Fox Chase Researchers Discover Genetic Mutation Behind Several Cancers

David Weist, PhD

PHILADELPHIA (November 30, 2016) – Working with a team of researchers who were screening and treating newborns for Severe Combined Immunodeficiency (SCID), researchers from Fox Chase Cancer Center have uncovered previously unknown information about how some cancers are formed. The study appears in the New England Journal of Medicine.

David Wiest, PhD, deputy chief scientific officer at Fox Chase, together with Jennifer Puck MD, a professor of pediatrics at the University of California at San Francisco, led the study. Puck developed a quick and inexpensive screen for SCID, a rare, inherited condition resulting in a weak immune system that leaves babies susceptible to a range of dangerous, often life-threatening infections. Wiest and his team at Fox Chase investigated the genetic mutation responsible for the condition, and learned that the same mutation may be the cause of a range of cancers.

Exome sequencing of affected babies and their parents revealed gene mutations in Bcl11B, which Wiest then vetted by functional analysis in zebrafish. This was the first time that gene has been associated with SCID. Wiest also discovered that it is a gene that regulates cancer formation.

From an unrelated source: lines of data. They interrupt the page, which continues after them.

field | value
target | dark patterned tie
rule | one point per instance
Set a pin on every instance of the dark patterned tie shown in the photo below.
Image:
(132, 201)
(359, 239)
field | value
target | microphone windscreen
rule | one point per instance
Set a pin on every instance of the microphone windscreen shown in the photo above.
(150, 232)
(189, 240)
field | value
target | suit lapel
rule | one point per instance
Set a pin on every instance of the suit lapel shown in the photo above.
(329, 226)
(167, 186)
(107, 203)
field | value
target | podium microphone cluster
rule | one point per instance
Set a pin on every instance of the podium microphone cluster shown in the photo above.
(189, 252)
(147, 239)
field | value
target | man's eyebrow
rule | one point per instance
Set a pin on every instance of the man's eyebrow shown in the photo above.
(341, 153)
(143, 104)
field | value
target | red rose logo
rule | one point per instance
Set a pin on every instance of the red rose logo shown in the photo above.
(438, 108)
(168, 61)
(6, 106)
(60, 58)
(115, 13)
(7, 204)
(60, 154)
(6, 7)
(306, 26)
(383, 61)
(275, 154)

“Identifying the causative gene mutations in SCID may lead to the ultimate in personalized medicine,” Wiest said, referring to a method of autologous bone marrow transplantation, in which the patient’s own marrow could be extracted and genetically edited, then infused back into the patient.

“This study is a great reminder of the interconnectedness of medical research,” Wiest added. “Understanding basic cellular function is key to ultimately prevailing over cancer.”

Fox Chase Cancer Center (Fox Chase), which includes the Institute for Cancer Research and the American Oncologic Hospital and is a part of Temple Health, is one of the leading comprehensive cancer centers in the United States. Founded in 1904 in Philadelphia as one of the nation’s first cancer hospitals, Fox Chase was also among the first institutions to be designated a National Cancer Institute Comprehensive Cancer Center in 1974. Fox Chase is also one of just 10 members of the Alliance of Dedicated Cancer Centers. Fox Chase researchers have won the highest awards in their fields, including two Nobel Prizes. Fox Chase physicians are also routinely recognized in national rankings, and the Center’s nursing program has received the Magnet recognition for excellence six consecutive times. Today, Fox Chase conducts a broad array of nationally competitive basic, translational, and clinical research, with special programs in cancer prevention, detection, survivorship, and community outreach. It is the policy of Fox Chase Cancer Center that there shall be no exclusion from, or participation in, and no one denied the benefits of, the delivery of quality medical care on the basis of race, ethnicity, religion, sexual orientation, gender, gender identity/expression, disability, age, ancestry, color, national origin, physical ability, level of education, or source of payment.